The theory is seemingly simple: by building a network of decks that float above Singapore’s existing roads and open land, the city could free up land below and generate space above.

“It’s a question of space, transportation, and an ageing population. How do you cater for all these needs with the old structure, with the old framework?” he asked. “So I said, since land is so important, then let’s make land.”

Just imagine the SkyPark at Marina Bay Sands or skybridge of Pinnacle@Duxton connected across the city. But instead of offering just views and gardens, Skyland’s decks would be for citizens to develop their homes. So instead of having to live in ever higher residences or even underground one day, Singaporeans would buy a plot of Skyland for 99 years to build homes with modular units for their individual needs.

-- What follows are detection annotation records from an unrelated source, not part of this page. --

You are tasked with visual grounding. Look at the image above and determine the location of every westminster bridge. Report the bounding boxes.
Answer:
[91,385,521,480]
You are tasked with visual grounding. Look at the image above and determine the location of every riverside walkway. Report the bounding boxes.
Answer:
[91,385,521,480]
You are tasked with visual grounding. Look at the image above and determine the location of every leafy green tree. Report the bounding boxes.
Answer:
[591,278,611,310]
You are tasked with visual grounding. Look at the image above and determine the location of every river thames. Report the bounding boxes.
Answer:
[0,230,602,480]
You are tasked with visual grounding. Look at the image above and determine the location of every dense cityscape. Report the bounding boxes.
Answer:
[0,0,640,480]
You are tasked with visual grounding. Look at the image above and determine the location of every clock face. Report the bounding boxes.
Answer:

The decks also promise to help the city rise above its current transport issues. The rising popularity of bicycles and personal mobility devices is putting a strain on a transport system designed only for cars and pedestrians. Skyland’s elevated decks will be separated from the roads and will link up with the city’s growing mass rapid transit network, offering a fully pedestrianised network of “community decks” that allow Singaporeans to get around the city safely and in greener ways.

Sci – fi or reality? 

Beyond a radical change in how the city will look, Skyland will alter how citizens value it. At present, over 80 per cent of Singapore residents live in high-rise public housing apartments that are already built for them. Skyland would not only flatten the city as apartment blocks no longer have to go so high, but switch Singapore from a home-owning to a land-owning society instead.

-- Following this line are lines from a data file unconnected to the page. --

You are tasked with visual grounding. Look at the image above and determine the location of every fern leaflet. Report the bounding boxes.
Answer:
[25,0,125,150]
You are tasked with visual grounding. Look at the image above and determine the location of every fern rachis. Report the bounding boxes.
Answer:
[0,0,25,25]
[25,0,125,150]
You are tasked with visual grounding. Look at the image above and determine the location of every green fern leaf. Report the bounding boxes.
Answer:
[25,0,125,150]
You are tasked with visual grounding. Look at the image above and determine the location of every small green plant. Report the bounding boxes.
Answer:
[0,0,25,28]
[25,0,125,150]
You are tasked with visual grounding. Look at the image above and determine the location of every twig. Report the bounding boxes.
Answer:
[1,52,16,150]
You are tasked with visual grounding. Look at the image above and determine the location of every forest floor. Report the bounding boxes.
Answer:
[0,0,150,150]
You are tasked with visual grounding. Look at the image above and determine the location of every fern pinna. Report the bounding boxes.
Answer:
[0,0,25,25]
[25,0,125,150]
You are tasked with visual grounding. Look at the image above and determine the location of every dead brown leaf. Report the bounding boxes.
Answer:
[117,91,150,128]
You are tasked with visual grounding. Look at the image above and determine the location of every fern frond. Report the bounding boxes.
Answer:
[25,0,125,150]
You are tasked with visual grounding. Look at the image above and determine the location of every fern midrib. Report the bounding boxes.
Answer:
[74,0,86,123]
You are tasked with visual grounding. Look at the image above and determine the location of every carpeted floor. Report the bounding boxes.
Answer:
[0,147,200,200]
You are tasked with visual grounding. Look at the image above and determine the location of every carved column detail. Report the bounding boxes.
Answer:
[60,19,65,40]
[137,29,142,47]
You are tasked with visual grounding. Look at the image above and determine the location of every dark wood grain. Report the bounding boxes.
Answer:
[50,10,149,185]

“They don’t have much value to the place [now] because it’s something they cannot change easily,” says Tan. “To him, it’s [always about] something new, he will stay there 2 to 3 years or 4 to 5 years, get fed up and sell it.”

This is something the close to 80-year-old architect has seen first-hand at Pearl Bank Apartments, the city’s pioneering super high-rise homes that he designed in 1970. This 38-storeys modernist marvel has become run down over the decades as residents world! move in and out, with many unwilling to commit the resources to up-keeping this cylindrical-shape property at the edge of Chinatown. Pearl Bank, which still stands as Singapore’s highest-density single residential block today, is a microcosm of what Tan fears his city is becoming.

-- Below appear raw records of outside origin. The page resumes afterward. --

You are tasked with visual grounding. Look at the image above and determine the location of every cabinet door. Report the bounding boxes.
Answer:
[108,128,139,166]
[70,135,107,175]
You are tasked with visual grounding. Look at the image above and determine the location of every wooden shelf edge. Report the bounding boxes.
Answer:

To those who think Skyland is blue-sky thinking, Tan says the technology is already available and he has done his math. A one-kilometre stretch of Skyland would cost a $100 million, while connecting such decks to the city’s expanding train network of all 180 stations would total $19 billion—just a billion cheaper than what Singapore paid VTI to construct its latest Downtown Line extension.

The only obstacle left is convincing the government to build such a massive infrastructure. But it will not be the first time, says Tan, pointing out how the Singapore government single-handedly rehoused the population into low cost public housing five decades ago. “In Singapore, low cost housing was not wanted by the population [at first]. They wanted to stay in Chinatown, they wanted to stay in attap houses,” he adds. “Singapore is ripe, it has reached a maturity for something different.”

Skyland may seem revolutionary to many, but Tan calls his proposal “evolutionary”, the next step for a city that has become dense and overbuilt.